Освещенные окна
Шрифт:
Я сравнил свои записи с разговорами в романах Тургенева и Гончарова. Ничего общего! По-видимому, разговоры надо было не записывать, а сочинять, и рассказ, который я взял с собой в Москву, весь состоял из воображаемых разговоров.
Прощай, Псков! Из книг я увозил "Фауста" и сборник "Стрелец". Первую часть "Фауста" я знал почти наизусть, вторую прочитал через много лет в переводе Пастернака. Футуристический сборник "Стрелец", в котором были напечатаны стихи Маяковского и Бурлюка, я купил на книжном развале. Бурлюк писал:
Мне нравится беременный мужчина.
Лишь он хорош у памятника Пушкина.
Я был поражен - не стихами, которые мне не понравились, а тем, что
Прощай, Псков! В гимназии письмоводитель Никитин выдал мне свидетельство об окончании пяти классов. Мне показалось, что на его грубом бородатом лице мелькнуло удовлетворение.
С Валей я стал прощаться в тот день, когда было решено, что Лев берет меня с собой в Москву. Накануне отъезда заглянул - входная дверь была почему-то открыта - и застал Валю спящей. Свет зимнего солнца косо летел через комнату прямо к ней, она ровно дышала - и не проснулась, когда я вошел. Впервые в жизни я увидел ее спящей. Прикрытая знакомой старенькой шалью, она уютно подогнула колени, подложив обе руки под разгоревшуюся смуглую щеку...
Летом семнадцатого года, уезжая на две недели к родственникам в Ростов-на-Дону, она оставила мне свои часики, и каждый вечер, ложась спать, я целовал их и клал под подушку. Теперь мы стали другими, и разлука предстояла совсем другая, ничего не обещавшая, неопределенная, безнадежная...
Долго сидел я, прислушиваясь к еле слышному дыханию. Тихо было, и если бы не солнечный свет, медленно передвигавшийся вдоль полосатой спинки дивана, можно было вообразить, что время остановилось и вместе со мной терпеливо ждет, когда Валя откроет глаза.
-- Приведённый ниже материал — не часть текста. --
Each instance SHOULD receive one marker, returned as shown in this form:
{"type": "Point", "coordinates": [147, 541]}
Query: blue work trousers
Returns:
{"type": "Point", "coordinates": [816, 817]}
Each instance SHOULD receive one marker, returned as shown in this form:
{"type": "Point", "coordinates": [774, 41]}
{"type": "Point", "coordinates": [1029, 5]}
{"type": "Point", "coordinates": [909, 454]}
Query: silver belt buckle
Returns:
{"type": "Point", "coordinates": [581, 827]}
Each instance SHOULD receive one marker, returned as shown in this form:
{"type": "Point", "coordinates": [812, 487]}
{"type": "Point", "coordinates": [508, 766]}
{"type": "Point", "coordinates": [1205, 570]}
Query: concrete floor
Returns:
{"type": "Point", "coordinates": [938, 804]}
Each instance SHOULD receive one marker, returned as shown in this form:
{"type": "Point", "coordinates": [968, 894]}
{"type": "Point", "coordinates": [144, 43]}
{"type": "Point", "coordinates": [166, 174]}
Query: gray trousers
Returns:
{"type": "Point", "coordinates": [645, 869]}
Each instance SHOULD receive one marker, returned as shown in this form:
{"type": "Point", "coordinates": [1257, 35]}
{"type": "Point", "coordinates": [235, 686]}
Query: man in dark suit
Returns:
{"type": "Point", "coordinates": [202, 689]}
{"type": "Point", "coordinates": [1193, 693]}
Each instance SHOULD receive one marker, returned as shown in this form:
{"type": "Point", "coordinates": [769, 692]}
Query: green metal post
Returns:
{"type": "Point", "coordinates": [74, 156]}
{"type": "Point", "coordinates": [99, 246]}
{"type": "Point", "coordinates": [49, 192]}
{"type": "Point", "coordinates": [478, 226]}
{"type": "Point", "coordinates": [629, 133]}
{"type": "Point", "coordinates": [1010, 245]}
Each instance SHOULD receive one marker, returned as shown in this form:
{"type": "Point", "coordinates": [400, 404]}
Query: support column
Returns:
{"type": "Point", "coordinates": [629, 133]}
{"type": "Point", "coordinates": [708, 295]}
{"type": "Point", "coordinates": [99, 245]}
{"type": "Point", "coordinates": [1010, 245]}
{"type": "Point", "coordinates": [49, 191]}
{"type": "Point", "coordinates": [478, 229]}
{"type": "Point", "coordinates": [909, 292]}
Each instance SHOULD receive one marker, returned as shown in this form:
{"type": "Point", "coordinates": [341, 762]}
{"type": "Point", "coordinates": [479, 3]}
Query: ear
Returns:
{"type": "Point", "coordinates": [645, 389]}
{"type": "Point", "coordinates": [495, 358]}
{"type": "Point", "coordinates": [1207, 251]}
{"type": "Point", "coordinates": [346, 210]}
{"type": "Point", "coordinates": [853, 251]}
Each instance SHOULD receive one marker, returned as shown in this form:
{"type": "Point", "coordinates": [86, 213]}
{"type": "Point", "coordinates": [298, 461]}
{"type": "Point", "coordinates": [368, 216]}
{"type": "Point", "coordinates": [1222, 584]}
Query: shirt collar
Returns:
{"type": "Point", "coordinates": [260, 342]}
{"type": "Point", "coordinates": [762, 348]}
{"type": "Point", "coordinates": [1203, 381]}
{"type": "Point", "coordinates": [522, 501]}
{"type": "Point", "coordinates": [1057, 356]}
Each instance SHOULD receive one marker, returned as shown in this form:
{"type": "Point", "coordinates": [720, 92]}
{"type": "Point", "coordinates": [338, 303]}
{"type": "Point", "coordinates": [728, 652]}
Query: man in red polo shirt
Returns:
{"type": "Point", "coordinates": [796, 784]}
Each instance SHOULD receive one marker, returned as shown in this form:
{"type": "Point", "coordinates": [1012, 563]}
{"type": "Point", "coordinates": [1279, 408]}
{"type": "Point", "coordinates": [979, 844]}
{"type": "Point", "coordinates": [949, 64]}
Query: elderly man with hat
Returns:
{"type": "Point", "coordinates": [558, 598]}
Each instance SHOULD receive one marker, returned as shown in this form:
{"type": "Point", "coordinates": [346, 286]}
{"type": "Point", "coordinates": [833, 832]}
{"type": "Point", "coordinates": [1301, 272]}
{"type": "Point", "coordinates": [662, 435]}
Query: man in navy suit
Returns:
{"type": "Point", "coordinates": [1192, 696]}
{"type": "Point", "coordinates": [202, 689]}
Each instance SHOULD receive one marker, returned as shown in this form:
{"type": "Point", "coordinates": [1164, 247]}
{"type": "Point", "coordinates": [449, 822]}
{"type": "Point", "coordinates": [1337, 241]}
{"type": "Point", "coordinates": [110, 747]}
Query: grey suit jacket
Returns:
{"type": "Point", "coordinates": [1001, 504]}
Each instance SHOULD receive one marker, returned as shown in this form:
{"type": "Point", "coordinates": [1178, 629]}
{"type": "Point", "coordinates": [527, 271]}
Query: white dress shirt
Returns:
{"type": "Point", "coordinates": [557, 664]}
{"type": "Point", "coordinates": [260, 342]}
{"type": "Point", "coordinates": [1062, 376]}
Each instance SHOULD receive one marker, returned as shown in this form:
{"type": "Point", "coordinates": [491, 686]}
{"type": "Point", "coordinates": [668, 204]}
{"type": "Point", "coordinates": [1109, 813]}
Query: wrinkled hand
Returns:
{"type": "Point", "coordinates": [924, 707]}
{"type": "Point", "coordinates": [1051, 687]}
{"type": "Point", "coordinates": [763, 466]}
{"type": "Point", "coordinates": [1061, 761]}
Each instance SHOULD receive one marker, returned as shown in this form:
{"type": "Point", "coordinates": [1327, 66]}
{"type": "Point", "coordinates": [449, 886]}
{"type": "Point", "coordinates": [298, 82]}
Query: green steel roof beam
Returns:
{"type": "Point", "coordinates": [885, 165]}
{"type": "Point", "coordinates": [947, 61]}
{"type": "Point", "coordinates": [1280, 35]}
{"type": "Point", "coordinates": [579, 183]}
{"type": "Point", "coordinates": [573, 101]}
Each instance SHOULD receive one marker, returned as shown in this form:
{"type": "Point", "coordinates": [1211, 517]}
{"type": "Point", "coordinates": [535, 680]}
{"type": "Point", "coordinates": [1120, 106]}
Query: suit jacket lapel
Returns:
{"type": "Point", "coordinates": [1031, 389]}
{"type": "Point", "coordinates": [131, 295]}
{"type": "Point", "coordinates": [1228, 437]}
В день отъезда я рано встал, оделся, поднял штору - и мне почудилось, что я еще сплю: под окном стоял, раздеваясь, китаец. Утро было морозное, но он неторопливо снял толстую синюю кофту, потом заношенную рубашку, достал из мешка другую и стал натягивать ее на худые желтые плечи. Штаны на нем были тоже синие, простеганные, а на ногах - чуни, не пеньковые, а теплые, войлочные. Он переоделся, вздохнул и ушел.
Я побежал в гостиную, чтобы посмотреть на него из окна, выходившего на Гоголевскую,- и остолбенел. По Гоголевской шли китайцы - старые и молодые, с солдатскими мешками за спиной, мужчины - с косами, болтавшимися поверх мешков, женщины - с прическами, высокими, неприкрытыми, в подпоясанных халатах, и многие - с детьми, которых они несли за плечами, с трудом ступая маленькими, похожими на костылики, ногами. Откуда они пришли? Куда направлялись? У них был такой вид, как будто они явились в Псков, чтобы остаться здесь навсегда.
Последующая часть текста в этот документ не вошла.